The Institute for Data, Democracy & Politics’ (IDDP) research fellowships support projects by Ph.D. or other terminal degree holders at any stage of their career. The research should align with IDDP’s mission to help the public, journalists and policymakers understand digital media’s influence on public dialogue and opinion and to develop sound solutions to disinformation and other ills that arise in these spaces. This Q & A is part of a series in which GW Today introduces the fellows to the university community.
Enrique Armijo is a professor of law and an affiliate fellow of the Yale Law School Information Society Project and the UNC-Chapel Hill Center for Information, Technology and Public Life. He teaches and researches in the areas of the First Amendment, constitutional law, torts, administrative law, media and internet law and international freedom of expression. Armijo’s current scholarship addresses the interaction between new technologies and free speech. His work has been cited by the Federal Communications Commission, the Federal Election Commission and other agencies as well as in testimony before the U.S. Senate Committee on Governmental Affairs.
Q: What is the aim of your research project with IDDP?
A: My project seeks to examine the theoretical basis for legal protection of disinformation. First Amendment theory has long favored counter speech over government intervention as the primary remedy for private-speaker misinformation. This goes back to the conviction that false speech should be counteracted with true speech and underpins the marketplace-of-ideas metaphor that buttresses many of our laws, policies and norms around freedom of expression.
But in modern speech markets, not all lies are met with truth; lies are also met with other lies. These “counter-lies” can increase the harm of the initial lie, and that harm often falls unequally on underrepresented speakers and their views. The project will examine how and whether “counter-lies” are deserving of protection under our governing theoretical models of free speech, and how to counteract the harms they can cause in the larger project of knowledge production.
Q: In your view, is content moderation an infringement of a person’s First Amendment right?
A: When we talk about First Amendment rights in the context of content moderation, the proper starting point is the rights of platforms, not users. That may seem paradoxical, because in this context the platforms have so much substantive and procedural power—i.e., power to both define and exclude—than users do. But there is no real question that platforms can and should exercise that power to shape the informational environment in ways they see fit, as informed by their own judgments with respect to the kinds of speech and speakers they want to amplify and associate themselves with.
Platform speech rights around content moderation also involve more than just removal or deprioritization of content that the platform believes is materially false or harmful. For example, there can be content that might be otherwise infringing if posted by a private person but in the public interest if posted by a public figure, such as a political ad that makes assertions that are dubious but not imminently harmful. In such a circumstance, platforms can label that content instead of removing it.

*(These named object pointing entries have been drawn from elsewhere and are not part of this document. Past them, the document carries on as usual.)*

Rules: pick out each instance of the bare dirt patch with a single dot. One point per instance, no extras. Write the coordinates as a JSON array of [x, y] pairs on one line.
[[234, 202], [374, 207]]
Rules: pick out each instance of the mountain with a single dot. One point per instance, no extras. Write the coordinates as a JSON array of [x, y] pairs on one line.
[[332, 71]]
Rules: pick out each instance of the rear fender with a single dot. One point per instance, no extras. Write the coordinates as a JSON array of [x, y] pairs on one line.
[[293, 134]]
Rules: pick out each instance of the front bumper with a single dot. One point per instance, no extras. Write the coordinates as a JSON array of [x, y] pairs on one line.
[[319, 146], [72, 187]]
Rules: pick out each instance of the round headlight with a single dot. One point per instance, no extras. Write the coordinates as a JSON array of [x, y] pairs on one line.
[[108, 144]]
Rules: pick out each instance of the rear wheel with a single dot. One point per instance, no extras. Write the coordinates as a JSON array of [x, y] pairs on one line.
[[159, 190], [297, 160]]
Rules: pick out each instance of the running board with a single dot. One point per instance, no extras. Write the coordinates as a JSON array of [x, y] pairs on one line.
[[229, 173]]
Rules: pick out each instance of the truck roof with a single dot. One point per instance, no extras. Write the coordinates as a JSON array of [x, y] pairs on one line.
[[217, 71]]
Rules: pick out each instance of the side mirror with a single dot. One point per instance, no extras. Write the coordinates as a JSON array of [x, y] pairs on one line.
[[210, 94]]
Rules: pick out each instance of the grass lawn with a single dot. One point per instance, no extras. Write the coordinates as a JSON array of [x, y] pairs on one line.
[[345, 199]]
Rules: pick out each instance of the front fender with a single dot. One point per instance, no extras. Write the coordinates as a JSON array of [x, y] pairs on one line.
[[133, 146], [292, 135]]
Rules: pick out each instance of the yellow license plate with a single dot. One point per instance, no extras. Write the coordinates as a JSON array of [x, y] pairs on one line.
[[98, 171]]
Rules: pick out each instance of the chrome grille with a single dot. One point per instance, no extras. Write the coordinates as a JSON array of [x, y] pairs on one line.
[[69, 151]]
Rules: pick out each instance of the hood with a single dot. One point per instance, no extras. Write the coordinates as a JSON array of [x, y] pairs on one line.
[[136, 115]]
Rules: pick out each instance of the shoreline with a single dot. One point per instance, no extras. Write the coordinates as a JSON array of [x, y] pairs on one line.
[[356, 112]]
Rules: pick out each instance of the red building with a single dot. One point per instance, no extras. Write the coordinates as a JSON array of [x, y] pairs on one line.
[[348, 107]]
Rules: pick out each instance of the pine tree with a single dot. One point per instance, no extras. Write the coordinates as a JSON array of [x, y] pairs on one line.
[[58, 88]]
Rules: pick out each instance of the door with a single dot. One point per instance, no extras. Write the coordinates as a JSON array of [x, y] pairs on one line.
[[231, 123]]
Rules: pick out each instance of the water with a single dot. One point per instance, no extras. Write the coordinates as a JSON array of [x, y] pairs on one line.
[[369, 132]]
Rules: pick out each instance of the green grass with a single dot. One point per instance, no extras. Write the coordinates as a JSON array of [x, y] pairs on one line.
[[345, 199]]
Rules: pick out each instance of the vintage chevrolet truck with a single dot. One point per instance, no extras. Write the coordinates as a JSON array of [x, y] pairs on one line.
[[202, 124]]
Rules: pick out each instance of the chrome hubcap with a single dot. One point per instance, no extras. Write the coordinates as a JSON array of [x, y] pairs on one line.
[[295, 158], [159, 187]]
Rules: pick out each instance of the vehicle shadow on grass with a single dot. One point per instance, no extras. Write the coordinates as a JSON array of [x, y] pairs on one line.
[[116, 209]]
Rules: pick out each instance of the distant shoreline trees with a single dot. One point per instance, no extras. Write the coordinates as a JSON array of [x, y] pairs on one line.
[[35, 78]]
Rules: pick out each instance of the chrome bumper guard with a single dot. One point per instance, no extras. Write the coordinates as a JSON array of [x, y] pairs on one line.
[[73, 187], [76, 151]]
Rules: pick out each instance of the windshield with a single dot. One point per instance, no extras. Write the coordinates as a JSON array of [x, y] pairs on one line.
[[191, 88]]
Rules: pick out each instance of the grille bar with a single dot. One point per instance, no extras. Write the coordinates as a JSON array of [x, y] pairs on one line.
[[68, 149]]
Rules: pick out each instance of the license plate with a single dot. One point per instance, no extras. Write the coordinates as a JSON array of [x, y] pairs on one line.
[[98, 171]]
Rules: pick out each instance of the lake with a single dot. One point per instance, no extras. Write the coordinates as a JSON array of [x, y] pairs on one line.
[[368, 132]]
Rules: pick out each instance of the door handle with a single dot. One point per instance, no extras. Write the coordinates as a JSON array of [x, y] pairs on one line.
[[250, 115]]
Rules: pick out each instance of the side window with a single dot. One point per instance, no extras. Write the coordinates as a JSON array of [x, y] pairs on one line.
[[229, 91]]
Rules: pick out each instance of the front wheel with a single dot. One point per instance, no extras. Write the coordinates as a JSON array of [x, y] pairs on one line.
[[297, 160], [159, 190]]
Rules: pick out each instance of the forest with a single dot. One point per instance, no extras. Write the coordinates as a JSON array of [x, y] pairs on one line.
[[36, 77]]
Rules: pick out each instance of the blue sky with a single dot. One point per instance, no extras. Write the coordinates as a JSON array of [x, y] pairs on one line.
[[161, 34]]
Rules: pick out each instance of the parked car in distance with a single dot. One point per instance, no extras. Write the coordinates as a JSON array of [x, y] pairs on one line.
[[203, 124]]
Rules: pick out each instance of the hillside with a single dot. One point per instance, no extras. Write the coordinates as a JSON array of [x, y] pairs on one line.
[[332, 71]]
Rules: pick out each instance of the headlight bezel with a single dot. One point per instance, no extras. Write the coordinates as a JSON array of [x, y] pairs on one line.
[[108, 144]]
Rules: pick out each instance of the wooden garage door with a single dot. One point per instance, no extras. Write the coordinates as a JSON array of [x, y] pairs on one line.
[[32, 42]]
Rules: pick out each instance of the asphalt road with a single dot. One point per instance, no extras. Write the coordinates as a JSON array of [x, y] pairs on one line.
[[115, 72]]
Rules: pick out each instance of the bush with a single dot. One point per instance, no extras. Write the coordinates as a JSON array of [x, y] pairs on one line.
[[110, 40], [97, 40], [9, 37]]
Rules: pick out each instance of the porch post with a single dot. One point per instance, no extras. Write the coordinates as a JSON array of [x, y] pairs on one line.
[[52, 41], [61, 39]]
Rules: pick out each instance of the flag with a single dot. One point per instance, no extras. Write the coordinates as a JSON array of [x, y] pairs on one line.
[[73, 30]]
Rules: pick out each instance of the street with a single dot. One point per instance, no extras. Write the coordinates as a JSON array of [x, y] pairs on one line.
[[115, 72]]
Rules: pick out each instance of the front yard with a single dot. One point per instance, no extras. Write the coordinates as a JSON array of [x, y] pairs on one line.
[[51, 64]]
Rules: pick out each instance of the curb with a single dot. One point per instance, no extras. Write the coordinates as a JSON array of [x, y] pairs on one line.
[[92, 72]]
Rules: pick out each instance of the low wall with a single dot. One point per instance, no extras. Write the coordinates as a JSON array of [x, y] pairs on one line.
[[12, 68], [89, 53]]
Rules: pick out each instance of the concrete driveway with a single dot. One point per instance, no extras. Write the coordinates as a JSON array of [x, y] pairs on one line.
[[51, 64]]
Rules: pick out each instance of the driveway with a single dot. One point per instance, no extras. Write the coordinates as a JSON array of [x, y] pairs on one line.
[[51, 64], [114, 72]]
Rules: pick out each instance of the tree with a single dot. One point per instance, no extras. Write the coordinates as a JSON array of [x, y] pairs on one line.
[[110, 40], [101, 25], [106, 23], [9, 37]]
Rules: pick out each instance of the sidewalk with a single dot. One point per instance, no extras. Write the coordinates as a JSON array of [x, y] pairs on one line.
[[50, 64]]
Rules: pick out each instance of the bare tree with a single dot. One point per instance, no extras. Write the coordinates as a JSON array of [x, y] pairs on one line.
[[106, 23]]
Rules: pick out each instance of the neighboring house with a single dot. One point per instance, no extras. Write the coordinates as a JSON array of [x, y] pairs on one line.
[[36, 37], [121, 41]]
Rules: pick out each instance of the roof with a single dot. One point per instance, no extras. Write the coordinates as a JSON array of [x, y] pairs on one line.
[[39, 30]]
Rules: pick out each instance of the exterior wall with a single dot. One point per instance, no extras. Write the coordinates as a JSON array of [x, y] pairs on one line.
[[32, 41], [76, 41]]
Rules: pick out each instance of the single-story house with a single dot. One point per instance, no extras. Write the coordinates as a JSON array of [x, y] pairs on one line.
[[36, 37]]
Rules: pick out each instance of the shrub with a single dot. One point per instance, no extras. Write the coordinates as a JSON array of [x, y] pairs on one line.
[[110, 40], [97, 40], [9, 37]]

Q: How have digital platforms aided extremist groups? Do you believe this also has a direct correlation to democratic backsliding?
A: I don’t know that anyone can credibly argue that there are more extremists now than there were before social media. But it is certainly true that platforms have made it easier for extremists to find other extremists, both to commiserate and to plan bad acts. This is an unfortunate but necessary consequence of platforms’ erasure of the need for shared physical space as part of social interaction. Many of the same things about the online environment that enable extremists to meet online also help minorities and gender-nonconforming people to find acceptance and share their views with likeminded allies across the Internet.
But platforms can and should do more to prevent hate groups, hate speech and intentional disinformation from being spread online. Their processes in doing so should be informed, predictable and established in advance, and the default position of any platform should be to leave content up in the absence of emergency. These procedures will never be perfect, because perfection in content moderation is impossible. But nothing in the law obligates platforms to host speech that they view as harmful to other users or society at large.
Q: Should governments be involved in regulating online spaces?
A: The best thing governments can do in regulating online spaces is to create the conditions by which more spaces can begin and develop. Section 230 of the Communications Decency Act has been critical in this regard—it ensures that new platforms and websites can host user-generated content without fear of liability for that content. Without Section 230, the user generated content-based Internet we now know would likely cease to exist.
The next set of conflicts in online speech will take place across borders. Proposed legislation and regulation like the EU’s Digital Services Act seeks to adopt “notice-and-takedown”-based liability rules for user content in ways that will encourage platforms to take down much more of that content. So far international bodies have respected longstanding bars on imposing general monitoring obligations on platforms, but that may change as well. We should not take for granted the idea that in ten years the Internet will look largely the same as it does now.
Additionally, because platforms are private companies, they often argue that much of this and other information about their use of user data is proprietary—in the view of the platforms, any decision to share it with users or researchers is an act of grace, not obligation. And ironically, sometimes platforms assert the privacy rights of their users to justify their refusals to provide requested data to researchers.